Summarize this reading in your own words (150 words).
As humans, we have an incredible capacity for absorbing information and forming thoughts and opinions from as much as a quick glance. This is an essential trait to critically analyzing the world around us as well as the worlds found in works of fiction, art, photography, and so on… Of course nobody’s required to use the skill at all times. One typically wouldn’t analyze the rhetoric of something as trite or mundane as a lump of coal. But when the time does come, it’s highly recommended of us as thinking men and women — the intelligentsia — to see through certain lenses and consider certain concepts in order to pull as much information as possible from a source. Asking questions about a text or a video or painting allows us to dig a bit deeper, facilitating the formation of strong, substantiated arguments and opinions.

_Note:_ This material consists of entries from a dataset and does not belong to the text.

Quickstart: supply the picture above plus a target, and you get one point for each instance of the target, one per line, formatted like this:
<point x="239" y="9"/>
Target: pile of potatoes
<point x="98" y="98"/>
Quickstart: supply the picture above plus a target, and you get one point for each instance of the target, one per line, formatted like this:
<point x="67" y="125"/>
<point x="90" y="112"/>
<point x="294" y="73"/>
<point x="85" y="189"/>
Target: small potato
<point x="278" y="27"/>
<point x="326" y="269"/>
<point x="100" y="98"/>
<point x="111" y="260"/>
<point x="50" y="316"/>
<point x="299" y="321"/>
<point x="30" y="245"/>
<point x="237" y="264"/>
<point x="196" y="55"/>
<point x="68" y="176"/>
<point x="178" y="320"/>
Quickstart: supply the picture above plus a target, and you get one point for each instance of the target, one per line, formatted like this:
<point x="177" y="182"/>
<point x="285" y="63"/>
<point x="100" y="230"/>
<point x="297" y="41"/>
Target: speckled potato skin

What’s your response to this text? (response)
More than ever, critical analysis is an iron pillar, a cornerstone of advanced thinking. Looking through multiple lenses allows readers to see all there is to see about virtually anything; each lens is like a kaleidoscope, bursting into a vast array of patterns, shapes, and colors… I imagine trying to understand everything about a book or a movie would look something like the scene in Marvel’s Dr. Strange, where the protagonist has his mind absolutely melted by the mystic arts of the Ancient One.

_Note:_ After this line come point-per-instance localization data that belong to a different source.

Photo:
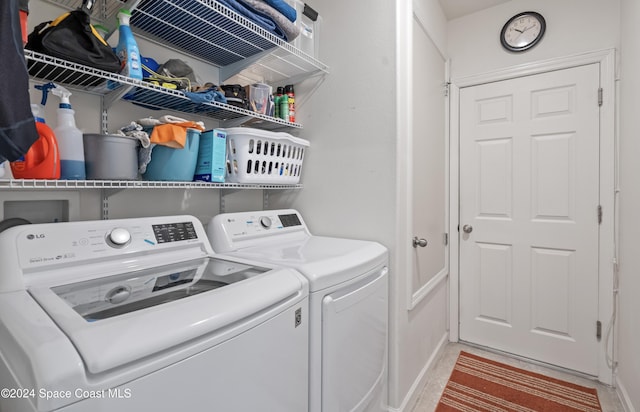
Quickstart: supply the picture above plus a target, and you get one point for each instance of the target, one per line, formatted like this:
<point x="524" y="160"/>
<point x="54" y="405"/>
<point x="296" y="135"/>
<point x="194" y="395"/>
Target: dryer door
<point x="354" y="345"/>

What question do you have after this reading? (question/connect)
Has the introduction of fast-moving, fast-scrolling, post-after-post social media platforms such as Facebook, Twitter, YouTube, Snapchat, etc., had any effect on people’s ability to critically analyze and question the things they see? Consider the politicization of these platforms and the extensive and many times biased coverage of sociopolitical events and fake news, as well as the general public’s reaction to them.